S. pneumoniae isolates recovered from pleural fluid samples were identified by colony morphology and hemolysis on blood agar plates, optochin susceptibility, and bile solubility. Serotyping was performed with a standard capsular reaction test using the chessboard system and specific serum samples (Statens Serum Institute, Copenhagen, Denmark). Serotype groups were defined according to their inclusion in currently available PCVs: PCV7 (4, 6B, 9V, 14, 18C, 19F and 23F), PCV10 (the PCV7 serotypes and the addPCV10 serotypes: 1, 5, 7F), and PCV13 (the PCV10 serotypes and the addPCV13 serotypes: 3, 6A, 19A). All other serotypes were considered non-vaccine serotypes.

Culture-negative samples.

When the identification of the etiology by culture failed, the pleural fluid samples were sent to the central laboratory and tested for the presence of S. pneumoniae (4). Positive samples were serotyped by real-time PCR as described previously (4). We performed 7 multiplex reactions targeting 3 serotypes or serogroups each: 3, 7F/7A, and 19A; 1, 15B/15C, and 23F; 14, 18, and 19F; 4, 6, and 9V/9A; 5, 11A/11D, and 16F; 8, 12F/12A/12B/44/46, and 22F/22A; and 15A/15F, 23A, and 33F/33A/37. The RT-PCR scheme for serotyping did not enable discrimination between some serotypes within or across a few serogroups, as indicated in the description of each multiplex reaction.

We defined negative results as those with cycle threshold (C) of ≥40 and positive results as those with a C of ≤35 (4). If a C value of >35 and <40 was obtained, we considered the result inconclusive and varied the amount of DNA in the reaction by using twice as much DNA and diluting over a 50-fold range.

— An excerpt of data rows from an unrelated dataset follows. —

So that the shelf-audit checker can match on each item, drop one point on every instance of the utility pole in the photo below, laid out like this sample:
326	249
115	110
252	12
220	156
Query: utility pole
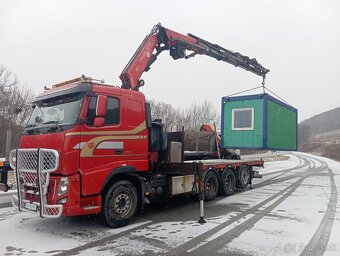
8	144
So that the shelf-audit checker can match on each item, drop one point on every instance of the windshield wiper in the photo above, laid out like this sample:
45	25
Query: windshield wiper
57	124
30	126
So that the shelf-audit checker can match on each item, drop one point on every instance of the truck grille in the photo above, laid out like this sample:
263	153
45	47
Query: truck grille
32	168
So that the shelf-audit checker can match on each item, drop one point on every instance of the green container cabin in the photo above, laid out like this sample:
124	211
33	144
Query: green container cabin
258	122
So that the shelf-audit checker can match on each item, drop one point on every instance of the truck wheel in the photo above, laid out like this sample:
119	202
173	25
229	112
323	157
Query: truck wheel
244	177
120	204
228	182
210	186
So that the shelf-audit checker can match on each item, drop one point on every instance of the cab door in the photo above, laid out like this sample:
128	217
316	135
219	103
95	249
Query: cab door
101	147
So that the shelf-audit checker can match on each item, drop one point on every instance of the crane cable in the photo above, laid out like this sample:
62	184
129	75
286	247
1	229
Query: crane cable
264	88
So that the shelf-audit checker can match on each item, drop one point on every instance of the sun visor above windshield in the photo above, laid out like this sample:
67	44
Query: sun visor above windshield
67	89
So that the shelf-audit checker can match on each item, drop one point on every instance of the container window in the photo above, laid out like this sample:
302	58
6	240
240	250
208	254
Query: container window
243	119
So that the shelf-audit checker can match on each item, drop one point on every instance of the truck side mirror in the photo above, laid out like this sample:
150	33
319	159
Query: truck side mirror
99	122
101	106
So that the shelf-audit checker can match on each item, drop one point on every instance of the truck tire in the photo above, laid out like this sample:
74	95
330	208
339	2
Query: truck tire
120	204
228	182
244	177
210	186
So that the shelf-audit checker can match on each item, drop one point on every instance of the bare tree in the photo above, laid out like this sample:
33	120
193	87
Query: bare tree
166	112
198	114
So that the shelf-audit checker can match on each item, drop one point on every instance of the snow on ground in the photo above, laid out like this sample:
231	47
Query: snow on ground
25	233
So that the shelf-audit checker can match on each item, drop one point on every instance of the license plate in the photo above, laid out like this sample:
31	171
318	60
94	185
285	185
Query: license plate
31	207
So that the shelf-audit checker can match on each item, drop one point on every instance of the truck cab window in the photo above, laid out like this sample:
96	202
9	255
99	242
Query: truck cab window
112	113
91	112
112	116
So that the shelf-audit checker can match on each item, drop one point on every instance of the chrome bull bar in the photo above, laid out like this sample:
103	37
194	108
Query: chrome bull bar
32	171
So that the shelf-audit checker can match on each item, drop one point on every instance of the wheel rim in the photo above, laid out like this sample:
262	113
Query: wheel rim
210	187
121	204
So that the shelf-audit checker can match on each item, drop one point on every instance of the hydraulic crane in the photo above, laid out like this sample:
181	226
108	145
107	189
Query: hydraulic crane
161	39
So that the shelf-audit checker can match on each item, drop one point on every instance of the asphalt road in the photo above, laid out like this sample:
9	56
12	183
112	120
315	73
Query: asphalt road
293	210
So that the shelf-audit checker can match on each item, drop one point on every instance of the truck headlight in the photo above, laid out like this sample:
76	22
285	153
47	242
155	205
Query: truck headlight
63	186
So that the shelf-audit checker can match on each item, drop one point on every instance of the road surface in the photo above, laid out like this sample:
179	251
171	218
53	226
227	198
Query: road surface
293	210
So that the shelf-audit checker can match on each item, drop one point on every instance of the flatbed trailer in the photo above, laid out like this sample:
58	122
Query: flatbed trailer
92	148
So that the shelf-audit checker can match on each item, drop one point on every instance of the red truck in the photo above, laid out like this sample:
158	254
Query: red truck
92	148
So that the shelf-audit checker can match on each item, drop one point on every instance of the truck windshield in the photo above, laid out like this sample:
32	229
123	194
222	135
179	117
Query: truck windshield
62	110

If still no reaction yielded a C of ≤35, we considered the sample negative.

Statistical methods.

We used the Fisher exact test to evaluate differences in the prevalence of the most frequent serotypes, as well as the number of PCPPs among vaccinated and nonvaccinated children, and the Cochran-Armitage test to evaluate trends. We calculated the relative risks and respective 95% confidence intervals of a PCPP case being caused by a particular serotype in the period of 2016 to 2019 versus the period of 2010 to 2015. We considered a P value of <0.05 to be statistically significant.